01Research in Context

01

What this study did

Keintz et al. (2011) mailed a survey to parents of children with mixed special needs.

They asked about parent mood, family life, and healthcare bills.

02

What they found

Four out of ten parents showed signs of psychiatric distress.

These families also reported poorer child outcomes and higher costs.

03

How this fits with other research

Rios et al. (2021) interviewed parents of kids with IDD and found advocacy raises stress for everyone.

Peters et al. (2013) tracked moms for three years and showed active coping can cut depression while disengagement deepens it.

Odeh-Saba (2025) surveyed Arab mothers and found the same high stress, but also showed that problem-focused coping can spark personal growth.
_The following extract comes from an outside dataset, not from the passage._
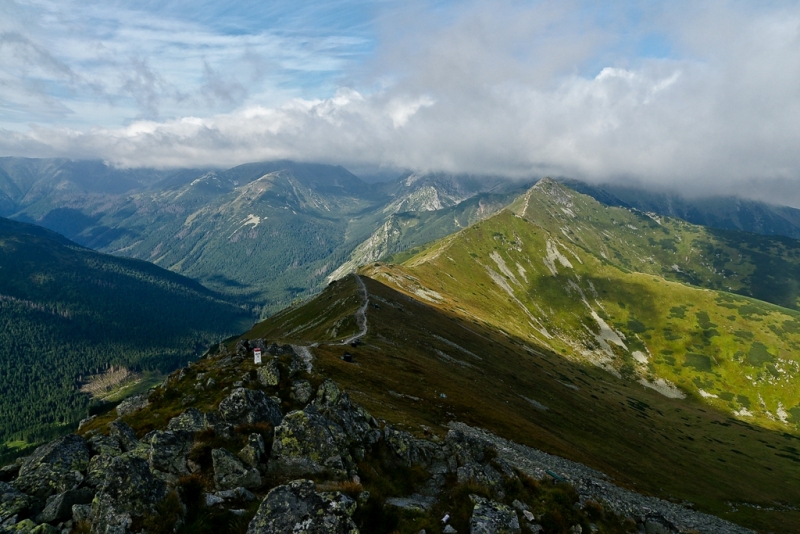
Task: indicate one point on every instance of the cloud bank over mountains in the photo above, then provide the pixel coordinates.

Together the picture is clear: parent stress is common, but coping skills can turn it into growth instead of burnout.

04

Why it matters

You already screen for child progress. Add a two-minute parent mood check at intake and yearly reviews.

If distress shows, teach active coping or link to brief counseling.

This small step may lower family strain, improve outcomes, and cut costly crisis visits.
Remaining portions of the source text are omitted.